Quelle parole mi entrarono dentro e sentii con certezza che Dio mi avrebbe usato per qualcosa del genere. Lo capii con chiarezza quando il 2 agosto del 1983 entrammo nei ruderi del vecchio arsenale militare di Torino. Lo avevamo individuato come nostra sede, ma anche come simbolo di una riconversione possibile: trasformare un luogo di morte in casa di pace, in luogo di resurrezione vera. Per risistemare tutto sarebbero serviti miliardi e noi non avevamo una lira. Avevamo però un sogno che fu condiviso da milioni di giovani e adulti pronti a restituire tempo, risorse, capacità. L’Arsenale della Pace è nato così ed è diventato nel suo piccolo la realizzazione della profezia di Isaia nella nostra vita e in quella di tanti.
Mi commuove vedere oggi tutto il bene che scorre negli stessi spazi che un tempo producevano armi. E ancora di più mi convinco che per costruire la pace dobbiamo avere il coraggio di non produrle più.
Le armi devono sparire perché uccidono e lo fanno cinque volte:
uccidono nel momento in cui vengono pensate perché distolgono giovani intelligenze dal bene comune;
uccidono perché le risorse usate per gli armamenti potrebbero essere investite per ospedali, scuole, sviluppo;
uccidono perché ammazzano veramente;
uccidono perché alimentano lo spirito di vendetta;
uccidono perché segnano per sempre la vita dei reduci.

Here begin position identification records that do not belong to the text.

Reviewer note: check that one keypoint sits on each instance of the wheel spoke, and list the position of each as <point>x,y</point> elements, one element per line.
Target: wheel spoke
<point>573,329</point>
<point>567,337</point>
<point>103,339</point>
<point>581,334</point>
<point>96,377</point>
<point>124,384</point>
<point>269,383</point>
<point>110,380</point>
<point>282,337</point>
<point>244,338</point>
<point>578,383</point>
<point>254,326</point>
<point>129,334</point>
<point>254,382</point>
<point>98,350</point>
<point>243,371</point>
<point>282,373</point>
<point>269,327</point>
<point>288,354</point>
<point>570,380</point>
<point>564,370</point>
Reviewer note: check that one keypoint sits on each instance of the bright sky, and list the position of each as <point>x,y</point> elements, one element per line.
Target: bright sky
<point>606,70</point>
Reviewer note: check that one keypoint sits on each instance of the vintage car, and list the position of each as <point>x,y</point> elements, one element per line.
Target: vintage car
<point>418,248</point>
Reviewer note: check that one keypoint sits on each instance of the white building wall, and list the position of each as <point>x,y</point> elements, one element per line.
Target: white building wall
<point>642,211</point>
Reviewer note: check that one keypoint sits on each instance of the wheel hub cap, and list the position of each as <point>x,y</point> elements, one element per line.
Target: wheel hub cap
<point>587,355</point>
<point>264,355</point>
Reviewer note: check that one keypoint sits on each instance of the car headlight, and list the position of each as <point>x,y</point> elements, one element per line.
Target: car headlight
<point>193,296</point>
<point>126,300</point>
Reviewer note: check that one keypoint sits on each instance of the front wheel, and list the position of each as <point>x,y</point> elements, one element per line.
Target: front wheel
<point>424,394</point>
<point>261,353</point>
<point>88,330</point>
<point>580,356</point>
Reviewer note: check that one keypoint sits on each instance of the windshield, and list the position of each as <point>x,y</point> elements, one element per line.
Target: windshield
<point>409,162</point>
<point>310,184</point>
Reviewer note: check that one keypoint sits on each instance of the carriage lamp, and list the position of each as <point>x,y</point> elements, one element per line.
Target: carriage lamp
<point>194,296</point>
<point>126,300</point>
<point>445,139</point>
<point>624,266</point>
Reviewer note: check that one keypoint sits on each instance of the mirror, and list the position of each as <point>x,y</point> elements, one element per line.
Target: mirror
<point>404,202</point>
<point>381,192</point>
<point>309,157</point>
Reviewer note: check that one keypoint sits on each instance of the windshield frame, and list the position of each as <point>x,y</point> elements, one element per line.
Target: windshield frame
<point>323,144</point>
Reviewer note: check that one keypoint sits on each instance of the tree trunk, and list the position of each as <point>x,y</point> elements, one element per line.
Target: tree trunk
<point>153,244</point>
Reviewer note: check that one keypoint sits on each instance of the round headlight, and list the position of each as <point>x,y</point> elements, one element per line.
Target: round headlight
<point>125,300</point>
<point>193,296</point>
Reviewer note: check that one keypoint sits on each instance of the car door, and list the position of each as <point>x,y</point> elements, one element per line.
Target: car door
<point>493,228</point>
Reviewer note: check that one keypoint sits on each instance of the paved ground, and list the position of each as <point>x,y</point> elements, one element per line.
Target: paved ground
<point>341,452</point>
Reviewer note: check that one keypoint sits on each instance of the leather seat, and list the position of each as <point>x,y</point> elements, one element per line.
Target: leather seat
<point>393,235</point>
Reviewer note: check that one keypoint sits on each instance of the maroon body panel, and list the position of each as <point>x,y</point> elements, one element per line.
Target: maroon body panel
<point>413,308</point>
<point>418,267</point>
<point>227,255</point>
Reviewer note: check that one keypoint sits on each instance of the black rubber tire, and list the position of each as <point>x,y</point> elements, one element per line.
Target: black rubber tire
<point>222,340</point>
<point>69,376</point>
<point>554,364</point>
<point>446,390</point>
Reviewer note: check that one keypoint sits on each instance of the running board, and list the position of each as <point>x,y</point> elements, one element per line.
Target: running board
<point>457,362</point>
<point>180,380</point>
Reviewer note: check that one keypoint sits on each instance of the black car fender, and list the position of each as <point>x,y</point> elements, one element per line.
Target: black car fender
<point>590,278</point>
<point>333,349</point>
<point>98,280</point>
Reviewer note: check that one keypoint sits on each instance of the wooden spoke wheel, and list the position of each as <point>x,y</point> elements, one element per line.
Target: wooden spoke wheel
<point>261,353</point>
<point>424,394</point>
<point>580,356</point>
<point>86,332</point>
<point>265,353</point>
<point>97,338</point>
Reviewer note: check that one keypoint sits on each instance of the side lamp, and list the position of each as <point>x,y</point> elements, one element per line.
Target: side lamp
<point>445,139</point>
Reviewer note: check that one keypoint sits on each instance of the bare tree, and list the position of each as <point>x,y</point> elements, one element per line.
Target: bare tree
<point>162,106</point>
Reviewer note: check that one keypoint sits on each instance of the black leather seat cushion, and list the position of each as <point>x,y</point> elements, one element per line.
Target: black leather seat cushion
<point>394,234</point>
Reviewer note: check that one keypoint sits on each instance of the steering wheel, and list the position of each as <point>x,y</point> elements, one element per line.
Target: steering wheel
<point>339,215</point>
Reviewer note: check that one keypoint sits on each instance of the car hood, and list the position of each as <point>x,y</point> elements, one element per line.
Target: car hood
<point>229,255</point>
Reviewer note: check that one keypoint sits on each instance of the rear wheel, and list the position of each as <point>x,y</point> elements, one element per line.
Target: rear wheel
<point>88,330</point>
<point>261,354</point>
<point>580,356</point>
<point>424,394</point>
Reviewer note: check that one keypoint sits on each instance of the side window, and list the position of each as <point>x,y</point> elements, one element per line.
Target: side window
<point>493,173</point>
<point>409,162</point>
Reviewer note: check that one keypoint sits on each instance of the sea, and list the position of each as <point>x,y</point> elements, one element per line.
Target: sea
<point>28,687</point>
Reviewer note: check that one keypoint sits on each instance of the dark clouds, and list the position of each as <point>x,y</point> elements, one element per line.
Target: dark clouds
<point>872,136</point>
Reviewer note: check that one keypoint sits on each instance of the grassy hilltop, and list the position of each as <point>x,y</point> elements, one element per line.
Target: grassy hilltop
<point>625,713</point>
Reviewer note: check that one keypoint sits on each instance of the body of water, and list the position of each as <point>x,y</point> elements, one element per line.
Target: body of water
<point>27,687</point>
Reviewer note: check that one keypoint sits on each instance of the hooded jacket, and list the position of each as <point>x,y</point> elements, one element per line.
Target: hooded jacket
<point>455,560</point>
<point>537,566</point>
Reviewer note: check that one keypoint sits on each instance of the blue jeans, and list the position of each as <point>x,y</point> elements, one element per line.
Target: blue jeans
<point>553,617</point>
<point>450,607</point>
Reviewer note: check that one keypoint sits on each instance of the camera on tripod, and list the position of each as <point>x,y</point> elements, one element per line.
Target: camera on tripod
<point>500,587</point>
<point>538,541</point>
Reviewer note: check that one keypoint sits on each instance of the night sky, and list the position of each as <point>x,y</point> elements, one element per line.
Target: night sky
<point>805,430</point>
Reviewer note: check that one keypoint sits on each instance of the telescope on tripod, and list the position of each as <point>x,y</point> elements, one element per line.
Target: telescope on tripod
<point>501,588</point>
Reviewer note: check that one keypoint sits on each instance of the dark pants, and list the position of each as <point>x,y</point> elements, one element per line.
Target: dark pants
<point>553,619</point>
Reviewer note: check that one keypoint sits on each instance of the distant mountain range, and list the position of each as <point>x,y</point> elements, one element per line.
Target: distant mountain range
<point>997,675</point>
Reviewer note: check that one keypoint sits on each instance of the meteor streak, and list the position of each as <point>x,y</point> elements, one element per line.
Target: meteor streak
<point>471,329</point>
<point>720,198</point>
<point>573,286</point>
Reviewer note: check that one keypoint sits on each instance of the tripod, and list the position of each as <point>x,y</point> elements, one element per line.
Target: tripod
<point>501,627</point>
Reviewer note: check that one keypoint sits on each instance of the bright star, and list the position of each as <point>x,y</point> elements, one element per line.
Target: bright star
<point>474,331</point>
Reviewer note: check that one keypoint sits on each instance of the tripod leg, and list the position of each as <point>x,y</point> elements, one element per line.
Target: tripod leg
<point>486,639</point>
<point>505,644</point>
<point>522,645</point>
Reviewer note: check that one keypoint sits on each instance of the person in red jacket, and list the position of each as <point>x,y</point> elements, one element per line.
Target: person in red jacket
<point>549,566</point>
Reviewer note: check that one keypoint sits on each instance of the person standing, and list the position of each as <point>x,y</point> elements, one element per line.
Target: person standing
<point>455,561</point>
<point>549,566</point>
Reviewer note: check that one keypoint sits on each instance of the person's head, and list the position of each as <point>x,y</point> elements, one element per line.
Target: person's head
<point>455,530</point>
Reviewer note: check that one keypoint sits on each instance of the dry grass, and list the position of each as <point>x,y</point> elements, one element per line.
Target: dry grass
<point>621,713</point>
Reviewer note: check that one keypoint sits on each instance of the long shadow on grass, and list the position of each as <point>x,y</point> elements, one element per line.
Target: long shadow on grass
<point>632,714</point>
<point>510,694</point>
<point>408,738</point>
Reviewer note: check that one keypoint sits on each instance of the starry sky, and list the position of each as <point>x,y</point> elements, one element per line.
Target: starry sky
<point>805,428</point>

Qualcuno potrebbe accusarmi di demagogia, ma non è così. In tutto questo non c’è retorica, ma concretezza estrema. Credo sia questa la via della pace. Con una sfumatura in più. Per essere veri uomini e vere donne di pace dovremmo imparare prima di tutto a disarmarci noi.
Dovremmo scegliere anche noi di non costruire più le armi di dentro: invidie, risentimenti, rigidità, desideri di vendetta. Solo persone disarmate saranno capaci di incontro, di dialogo, di perdono. Solo persone così saranno credibili nel dire basta alla guerra e alle armi che uccidono.